I have association results for 15 SNPs, which I would like to replicate in a second study but only 3/15 SNPs are present in both studies. Although I could try imputing the missing SNPs, I want to see if there are any good proxy SNPs I could use as substitutes for the missing SNPs. My question is, what is an acceptable r2 threshold for a proxy SNP? Is r2>0.5 between a proxy SNP and a "lead" SNP acceptable? I guess the weaker the r2 the lower the power will be in the second study.
It is better to choose SNPs that are in absolute LD (r2 =1, D prime =1) for replication. If not, the general consensus among researchers is r2 should be at least 0.8 or more.
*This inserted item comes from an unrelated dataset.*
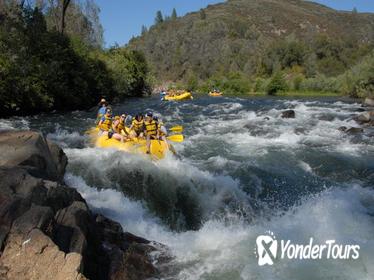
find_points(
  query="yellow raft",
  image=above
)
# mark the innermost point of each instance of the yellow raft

My advice would be that SNPs should be selected with a Minor Allele Frequency (MAF) above or, at least, equal to 5% for the study population (HapMap CEU). Tag SNPs should be selected with a correlation coefficient r2 = or ≥0.8.
Jose Rueff
As I understand from your question, you already genotyped the second set for the "new" SNPs. You basically haven't chosen your SNPs. I agree with Jimmy Liu that your effect size of your first associations will be very important: low effect sizes means that lower r2 are more problematic. Choosing SNPs that were in perfect LD would have been the ideal situation. r2
r2 is sensitive to allele frequency. So in case your SNPs are rare (MAF < 5% for example) then you may be better off using D'. In this scenario there may be tag-SNPs with an r2 < 0.8 consensus threshold; but they could be still valid tags if D'=1.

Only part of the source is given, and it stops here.